Cotopaxi was not intended to be the highlight of our trip to Ecuador. I mean, how could anything eclipse Galapagos?
In terms of stunning awe and splendour, Galapagos is difficult to rival, but in terms of adrenalin and freedom of spirit, biking down Cotopaxi volcano does a pretty good job.
Setting off uphill from 4500 metres
On reaching about 4500 metres in a 4×4, we set off uphill on foot for the last 300 metres or so in the lightly drizzling rain, choosing not to follow the longer and winding road (ie: easier- though that is a relative term) but to take the short cut up the deep gravel which rose steeply and directly to the refuge below the glacier.
Mirek got into his stride and walked up steadily and seemingly without effort. I had the guide with me and after awhile noticed I had to stop after taking about ten paces to rest and catch my breath. This slow process allowed me to take in the views of the surrounding barren hills and the uninviting looking glacier at the top submerged in clouds, behind which lay the volcano summit.
On reaching the refuge and taking some quick photos, we walked past the mountain hut and made our way up onto the snowline where we had to turn back after less than fifty metres as the snow got too deep and our light walking shoes didn’t approve.
Still, Mirek stayed there long enough to tramp out a heart shape in the soggy snow, much to the bewilderment of our guide. Why would a middle aged man bother to leave such a mark for his middle aged wife…
On coming back down the way we had ascended, we had a quick snack in the back of the 4×4 and discarded the much appreciated thick overalls they had lent us for the trek to the snowline and put on some knee pads and a helmet.
Fortunately we were the only bikers, and in fact one of very few cars parked there, so we felt relaxed about our preparations. Having read other people’s accounts of their cycling experience down that volcano road, I realise we were lucky not to come across much traffic coming in the opposite direction . After dutifully listening to some very useful advice, especially re which brake not to use too much… the bicycles were prepared for us and we set off.
Mirek went off piste with the main guide, essentially cutting across country and emerging at times after jumping into the road in front of me as I meandered my way down the gravel road at a leisurely pace with my right hand firmly glued to the brake and enjoying feeling like royalty. The 4×4 was cruising about 50 metres behind me, should I need assistance. Decadent.

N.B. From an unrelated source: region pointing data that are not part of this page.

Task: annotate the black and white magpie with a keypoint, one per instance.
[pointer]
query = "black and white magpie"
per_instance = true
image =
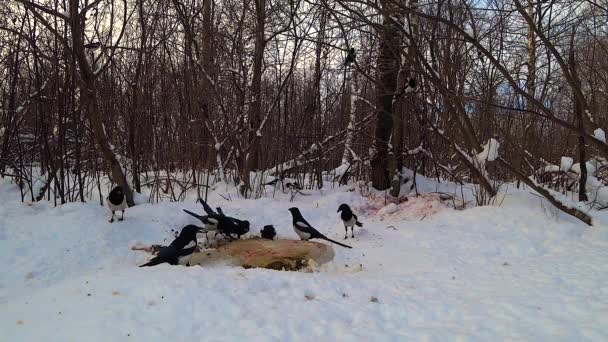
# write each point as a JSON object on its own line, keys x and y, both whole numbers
{"x": 222, "y": 224}
{"x": 268, "y": 232}
{"x": 180, "y": 250}
{"x": 349, "y": 219}
{"x": 305, "y": 231}
{"x": 210, "y": 221}
{"x": 350, "y": 57}
{"x": 117, "y": 201}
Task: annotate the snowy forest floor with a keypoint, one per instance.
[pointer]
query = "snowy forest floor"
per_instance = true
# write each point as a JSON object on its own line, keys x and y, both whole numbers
{"x": 419, "y": 271}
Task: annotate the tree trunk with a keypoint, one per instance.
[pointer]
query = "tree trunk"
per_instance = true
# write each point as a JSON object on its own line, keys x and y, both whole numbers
{"x": 88, "y": 100}
{"x": 251, "y": 155}
{"x": 388, "y": 67}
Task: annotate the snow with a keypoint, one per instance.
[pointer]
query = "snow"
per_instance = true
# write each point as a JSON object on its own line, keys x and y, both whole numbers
{"x": 419, "y": 270}
{"x": 490, "y": 151}
{"x": 600, "y": 134}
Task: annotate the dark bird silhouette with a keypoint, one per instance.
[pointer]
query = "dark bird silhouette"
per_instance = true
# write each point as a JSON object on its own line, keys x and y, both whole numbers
{"x": 349, "y": 219}
{"x": 117, "y": 201}
{"x": 206, "y": 207}
{"x": 93, "y": 45}
{"x": 305, "y": 231}
{"x": 210, "y": 221}
{"x": 350, "y": 57}
{"x": 268, "y": 232}
{"x": 222, "y": 224}
{"x": 183, "y": 246}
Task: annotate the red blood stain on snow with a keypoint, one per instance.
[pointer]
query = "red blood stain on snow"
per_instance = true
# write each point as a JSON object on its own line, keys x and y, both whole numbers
{"x": 403, "y": 208}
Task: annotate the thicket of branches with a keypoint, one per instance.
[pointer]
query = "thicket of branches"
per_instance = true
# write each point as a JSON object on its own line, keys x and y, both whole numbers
{"x": 194, "y": 91}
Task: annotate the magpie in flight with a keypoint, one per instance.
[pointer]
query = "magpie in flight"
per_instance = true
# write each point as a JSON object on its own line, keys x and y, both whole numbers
{"x": 268, "y": 232}
{"x": 222, "y": 224}
{"x": 179, "y": 251}
{"x": 349, "y": 219}
{"x": 117, "y": 201}
{"x": 305, "y": 231}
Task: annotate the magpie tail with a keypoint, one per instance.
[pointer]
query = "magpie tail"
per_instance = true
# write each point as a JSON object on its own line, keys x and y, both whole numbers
{"x": 336, "y": 242}
{"x": 193, "y": 214}
{"x": 206, "y": 207}
{"x": 153, "y": 262}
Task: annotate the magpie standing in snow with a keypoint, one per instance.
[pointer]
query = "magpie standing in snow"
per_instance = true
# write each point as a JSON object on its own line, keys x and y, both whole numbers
{"x": 117, "y": 201}
{"x": 305, "y": 231}
{"x": 210, "y": 221}
{"x": 349, "y": 219}
{"x": 221, "y": 224}
{"x": 179, "y": 251}
{"x": 268, "y": 232}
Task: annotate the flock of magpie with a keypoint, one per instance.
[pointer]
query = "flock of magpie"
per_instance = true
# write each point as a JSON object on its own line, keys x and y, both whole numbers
{"x": 186, "y": 243}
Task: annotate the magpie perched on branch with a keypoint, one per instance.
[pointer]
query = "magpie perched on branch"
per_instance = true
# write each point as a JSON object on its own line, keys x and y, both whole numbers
{"x": 179, "y": 251}
{"x": 349, "y": 219}
{"x": 93, "y": 45}
{"x": 350, "y": 57}
{"x": 268, "y": 232}
{"x": 305, "y": 231}
{"x": 295, "y": 188}
{"x": 117, "y": 201}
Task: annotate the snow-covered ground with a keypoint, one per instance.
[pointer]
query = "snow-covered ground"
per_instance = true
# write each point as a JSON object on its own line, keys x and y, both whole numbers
{"x": 418, "y": 271}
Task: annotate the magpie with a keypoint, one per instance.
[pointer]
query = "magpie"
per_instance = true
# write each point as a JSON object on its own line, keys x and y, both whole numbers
{"x": 350, "y": 57}
{"x": 206, "y": 207}
{"x": 117, "y": 201}
{"x": 349, "y": 219}
{"x": 268, "y": 232}
{"x": 210, "y": 221}
{"x": 305, "y": 231}
{"x": 179, "y": 251}
{"x": 221, "y": 224}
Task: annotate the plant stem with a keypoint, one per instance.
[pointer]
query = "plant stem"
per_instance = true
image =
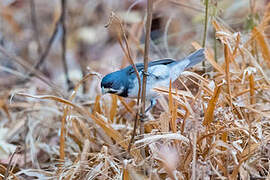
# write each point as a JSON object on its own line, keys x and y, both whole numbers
{"x": 146, "y": 53}
{"x": 205, "y": 30}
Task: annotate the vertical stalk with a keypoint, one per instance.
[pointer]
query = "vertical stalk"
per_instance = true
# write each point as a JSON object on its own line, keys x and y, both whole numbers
{"x": 205, "y": 30}
{"x": 146, "y": 53}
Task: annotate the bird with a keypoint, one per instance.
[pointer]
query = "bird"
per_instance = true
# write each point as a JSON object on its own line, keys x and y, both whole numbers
{"x": 124, "y": 82}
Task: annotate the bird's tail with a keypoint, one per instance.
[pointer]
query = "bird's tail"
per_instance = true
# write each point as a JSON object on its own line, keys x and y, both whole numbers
{"x": 196, "y": 57}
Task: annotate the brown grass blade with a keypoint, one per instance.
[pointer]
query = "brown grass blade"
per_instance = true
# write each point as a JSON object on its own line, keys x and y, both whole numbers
{"x": 252, "y": 89}
{"x": 113, "y": 109}
{"x": 62, "y": 139}
{"x": 209, "y": 115}
{"x": 263, "y": 44}
{"x": 97, "y": 108}
{"x": 227, "y": 70}
{"x": 115, "y": 135}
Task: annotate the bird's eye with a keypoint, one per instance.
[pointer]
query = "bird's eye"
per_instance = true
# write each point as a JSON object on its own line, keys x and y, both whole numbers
{"x": 108, "y": 85}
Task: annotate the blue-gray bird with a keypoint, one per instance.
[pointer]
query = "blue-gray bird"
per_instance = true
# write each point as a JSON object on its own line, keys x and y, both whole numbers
{"x": 125, "y": 83}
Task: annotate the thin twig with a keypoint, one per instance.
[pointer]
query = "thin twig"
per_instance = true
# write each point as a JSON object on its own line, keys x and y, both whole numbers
{"x": 10, "y": 161}
{"x": 205, "y": 30}
{"x": 34, "y": 24}
{"x": 146, "y": 53}
{"x": 62, "y": 20}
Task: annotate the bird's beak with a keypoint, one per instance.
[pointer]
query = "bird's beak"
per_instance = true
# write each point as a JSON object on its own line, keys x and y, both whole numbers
{"x": 104, "y": 90}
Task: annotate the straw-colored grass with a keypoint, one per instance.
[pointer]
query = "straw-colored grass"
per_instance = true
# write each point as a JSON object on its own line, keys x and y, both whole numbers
{"x": 205, "y": 126}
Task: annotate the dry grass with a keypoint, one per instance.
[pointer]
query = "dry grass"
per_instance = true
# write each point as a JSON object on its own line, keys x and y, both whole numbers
{"x": 204, "y": 127}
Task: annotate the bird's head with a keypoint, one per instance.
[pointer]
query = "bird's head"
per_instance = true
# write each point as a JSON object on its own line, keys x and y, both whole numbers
{"x": 113, "y": 83}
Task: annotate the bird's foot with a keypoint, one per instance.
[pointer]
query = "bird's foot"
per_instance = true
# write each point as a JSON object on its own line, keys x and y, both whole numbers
{"x": 145, "y": 73}
{"x": 143, "y": 117}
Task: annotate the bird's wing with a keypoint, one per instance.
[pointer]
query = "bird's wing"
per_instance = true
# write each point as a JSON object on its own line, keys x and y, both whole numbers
{"x": 140, "y": 66}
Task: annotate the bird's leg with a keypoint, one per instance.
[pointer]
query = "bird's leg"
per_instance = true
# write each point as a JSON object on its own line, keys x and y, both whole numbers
{"x": 145, "y": 73}
{"x": 153, "y": 103}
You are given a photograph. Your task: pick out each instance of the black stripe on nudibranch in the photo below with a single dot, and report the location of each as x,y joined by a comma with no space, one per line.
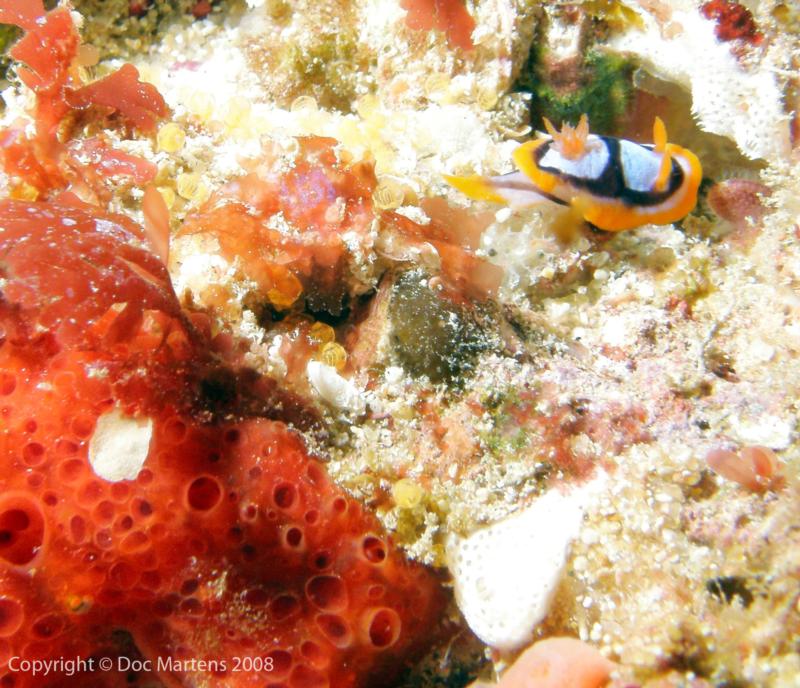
611,183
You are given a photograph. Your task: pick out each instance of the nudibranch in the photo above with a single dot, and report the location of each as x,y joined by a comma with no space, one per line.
612,183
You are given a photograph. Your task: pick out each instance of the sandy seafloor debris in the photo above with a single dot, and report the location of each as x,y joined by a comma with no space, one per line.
628,356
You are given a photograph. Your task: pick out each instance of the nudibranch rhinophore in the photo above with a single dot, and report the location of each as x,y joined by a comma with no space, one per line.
612,183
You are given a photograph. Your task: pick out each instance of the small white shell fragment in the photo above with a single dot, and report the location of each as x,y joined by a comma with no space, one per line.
339,392
505,574
119,445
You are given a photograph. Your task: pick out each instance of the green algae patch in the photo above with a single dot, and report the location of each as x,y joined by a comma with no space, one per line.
431,335
601,86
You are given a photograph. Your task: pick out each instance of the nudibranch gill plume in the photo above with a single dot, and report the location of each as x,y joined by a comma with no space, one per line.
611,183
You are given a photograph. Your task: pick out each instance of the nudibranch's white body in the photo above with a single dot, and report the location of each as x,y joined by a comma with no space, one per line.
612,183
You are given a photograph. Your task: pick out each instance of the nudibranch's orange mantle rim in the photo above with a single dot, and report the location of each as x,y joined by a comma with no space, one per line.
612,183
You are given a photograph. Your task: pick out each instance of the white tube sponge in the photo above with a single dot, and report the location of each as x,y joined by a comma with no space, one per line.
505,574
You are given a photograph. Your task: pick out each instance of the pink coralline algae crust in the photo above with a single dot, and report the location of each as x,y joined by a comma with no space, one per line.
734,21
231,542
448,16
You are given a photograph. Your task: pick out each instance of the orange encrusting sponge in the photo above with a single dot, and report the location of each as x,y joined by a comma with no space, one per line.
230,543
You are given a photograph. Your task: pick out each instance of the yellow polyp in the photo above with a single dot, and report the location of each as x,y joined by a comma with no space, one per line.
350,134
486,98
388,194
238,112
168,195
322,333
285,290
24,192
367,106
170,138
436,84
187,185
406,493
334,355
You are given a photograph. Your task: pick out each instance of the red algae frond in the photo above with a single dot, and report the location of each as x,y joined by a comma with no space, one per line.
50,162
448,16
734,21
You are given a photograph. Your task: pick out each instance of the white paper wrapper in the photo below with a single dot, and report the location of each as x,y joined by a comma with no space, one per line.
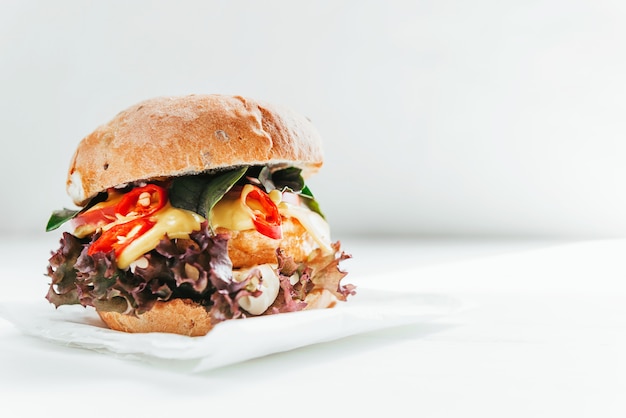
230,341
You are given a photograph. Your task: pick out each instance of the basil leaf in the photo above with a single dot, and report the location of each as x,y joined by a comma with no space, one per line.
59,217
310,201
217,188
185,192
288,178
200,193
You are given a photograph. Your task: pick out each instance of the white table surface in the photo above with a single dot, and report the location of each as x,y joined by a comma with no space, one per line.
543,335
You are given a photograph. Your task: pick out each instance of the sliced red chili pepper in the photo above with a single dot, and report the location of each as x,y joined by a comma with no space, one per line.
120,236
143,201
266,218
96,217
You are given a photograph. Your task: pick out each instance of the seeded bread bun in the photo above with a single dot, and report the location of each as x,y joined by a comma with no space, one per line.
173,136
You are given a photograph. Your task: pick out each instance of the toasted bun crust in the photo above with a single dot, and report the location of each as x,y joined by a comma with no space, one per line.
184,317
177,316
250,248
173,136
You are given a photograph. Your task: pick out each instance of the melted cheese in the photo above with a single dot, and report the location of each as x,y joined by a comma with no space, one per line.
311,221
176,223
231,213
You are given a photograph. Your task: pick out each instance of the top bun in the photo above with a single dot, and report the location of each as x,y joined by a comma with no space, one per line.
174,136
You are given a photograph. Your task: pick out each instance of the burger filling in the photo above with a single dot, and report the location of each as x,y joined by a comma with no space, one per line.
247,241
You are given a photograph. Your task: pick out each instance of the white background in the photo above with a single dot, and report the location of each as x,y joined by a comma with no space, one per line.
442,117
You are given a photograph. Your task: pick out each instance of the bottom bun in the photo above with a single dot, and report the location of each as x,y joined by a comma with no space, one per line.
176,316
185,317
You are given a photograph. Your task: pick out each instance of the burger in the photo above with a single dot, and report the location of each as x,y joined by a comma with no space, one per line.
194,210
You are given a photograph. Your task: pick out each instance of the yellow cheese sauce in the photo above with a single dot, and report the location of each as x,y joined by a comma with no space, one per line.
230,212
176,223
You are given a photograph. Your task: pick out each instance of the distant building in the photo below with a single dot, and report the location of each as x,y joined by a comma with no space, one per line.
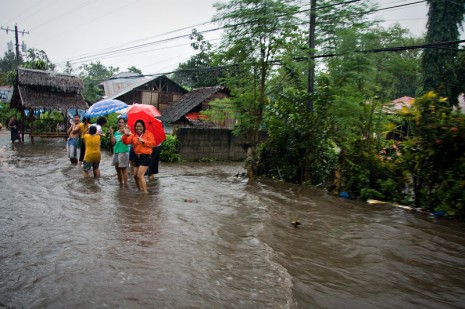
5,93
186,112
159,91
120,81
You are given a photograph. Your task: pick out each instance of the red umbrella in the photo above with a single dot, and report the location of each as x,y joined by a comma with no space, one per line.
146,113
147,108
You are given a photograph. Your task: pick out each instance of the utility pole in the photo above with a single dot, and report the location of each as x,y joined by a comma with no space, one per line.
311,53
7,29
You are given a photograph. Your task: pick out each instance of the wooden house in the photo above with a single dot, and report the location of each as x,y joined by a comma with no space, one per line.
186,112
159,91
38,92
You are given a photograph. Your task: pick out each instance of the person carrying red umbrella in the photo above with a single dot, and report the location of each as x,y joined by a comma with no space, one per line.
142,142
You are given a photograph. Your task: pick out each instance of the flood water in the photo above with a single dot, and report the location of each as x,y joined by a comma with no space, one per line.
204,238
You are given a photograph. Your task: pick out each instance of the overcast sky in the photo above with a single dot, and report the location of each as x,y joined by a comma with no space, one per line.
113,31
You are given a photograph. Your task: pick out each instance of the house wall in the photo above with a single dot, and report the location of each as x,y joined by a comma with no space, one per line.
219,144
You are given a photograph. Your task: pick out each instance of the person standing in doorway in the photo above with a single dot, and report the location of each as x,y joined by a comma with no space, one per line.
73,139
142,142
120,152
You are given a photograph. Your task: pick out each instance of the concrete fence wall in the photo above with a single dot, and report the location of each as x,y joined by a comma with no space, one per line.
220,144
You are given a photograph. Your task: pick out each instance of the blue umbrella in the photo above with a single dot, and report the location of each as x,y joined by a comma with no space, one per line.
105,107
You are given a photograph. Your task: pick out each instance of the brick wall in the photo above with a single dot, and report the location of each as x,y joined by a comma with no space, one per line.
219,144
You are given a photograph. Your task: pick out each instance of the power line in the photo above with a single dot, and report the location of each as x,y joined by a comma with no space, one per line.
107,52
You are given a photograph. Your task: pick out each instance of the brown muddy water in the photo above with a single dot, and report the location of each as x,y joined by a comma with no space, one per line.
203,238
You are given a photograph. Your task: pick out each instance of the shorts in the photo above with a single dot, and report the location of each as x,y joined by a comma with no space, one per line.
120,159
143,159
132,155
86,166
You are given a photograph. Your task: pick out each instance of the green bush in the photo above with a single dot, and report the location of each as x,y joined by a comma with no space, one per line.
169,149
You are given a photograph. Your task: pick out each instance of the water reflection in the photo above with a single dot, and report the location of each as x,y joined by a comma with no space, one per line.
204,238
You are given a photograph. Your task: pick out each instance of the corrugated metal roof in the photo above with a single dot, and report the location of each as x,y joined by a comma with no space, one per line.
138,84
188,102
47,89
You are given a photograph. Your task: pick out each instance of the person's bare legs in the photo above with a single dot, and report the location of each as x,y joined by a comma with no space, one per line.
124,175
140,178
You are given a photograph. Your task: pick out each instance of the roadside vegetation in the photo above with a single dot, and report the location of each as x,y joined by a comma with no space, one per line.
348,140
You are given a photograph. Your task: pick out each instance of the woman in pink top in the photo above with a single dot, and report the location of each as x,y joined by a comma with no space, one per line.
142,142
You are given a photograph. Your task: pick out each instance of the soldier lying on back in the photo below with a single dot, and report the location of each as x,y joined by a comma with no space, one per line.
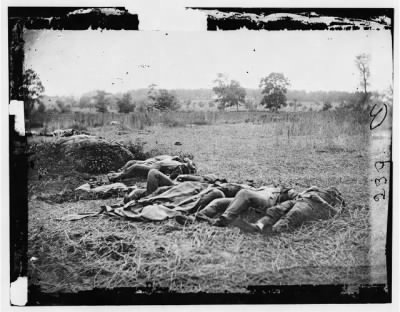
283,212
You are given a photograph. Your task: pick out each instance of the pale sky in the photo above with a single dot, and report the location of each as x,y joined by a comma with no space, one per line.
74,62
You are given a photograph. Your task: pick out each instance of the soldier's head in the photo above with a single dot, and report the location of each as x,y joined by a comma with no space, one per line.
335,194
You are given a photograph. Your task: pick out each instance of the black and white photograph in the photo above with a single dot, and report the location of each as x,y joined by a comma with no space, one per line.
206,154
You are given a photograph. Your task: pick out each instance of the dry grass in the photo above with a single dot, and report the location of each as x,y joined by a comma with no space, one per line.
106,252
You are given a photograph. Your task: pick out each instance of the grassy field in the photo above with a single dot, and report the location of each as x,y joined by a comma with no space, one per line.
318,150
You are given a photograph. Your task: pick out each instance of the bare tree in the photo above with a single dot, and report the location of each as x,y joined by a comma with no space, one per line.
362,64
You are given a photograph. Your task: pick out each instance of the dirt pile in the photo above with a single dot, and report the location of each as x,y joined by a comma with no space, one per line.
94,155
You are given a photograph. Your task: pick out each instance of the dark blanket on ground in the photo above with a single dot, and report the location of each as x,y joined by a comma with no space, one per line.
164,203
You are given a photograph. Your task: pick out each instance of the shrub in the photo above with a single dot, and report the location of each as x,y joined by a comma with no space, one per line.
79,127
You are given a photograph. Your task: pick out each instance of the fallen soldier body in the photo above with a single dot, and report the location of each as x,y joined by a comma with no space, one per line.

At this point I should add that neither of us are very experienced mountain bike riders. Just the weekend variety. But we both made it all the way with no mishaps!
We covered some 30 kilometres over a partly hilly and rutted road which then leveled out to cross through grassy plains in which grazed lama and which displayed much of the local fauna and flora.
I dismounted at the Norte Pedregal control post while Mirek set off further along some very winding and uphill roads until the end of the route.
With somewhat aching muscles and a not unpleasurant feeling of exhaustion, we travelled back to Quito in anticipation of our next day’s departure for the Amazon.
Thank you Mirek for enticing me to go on that bike ride.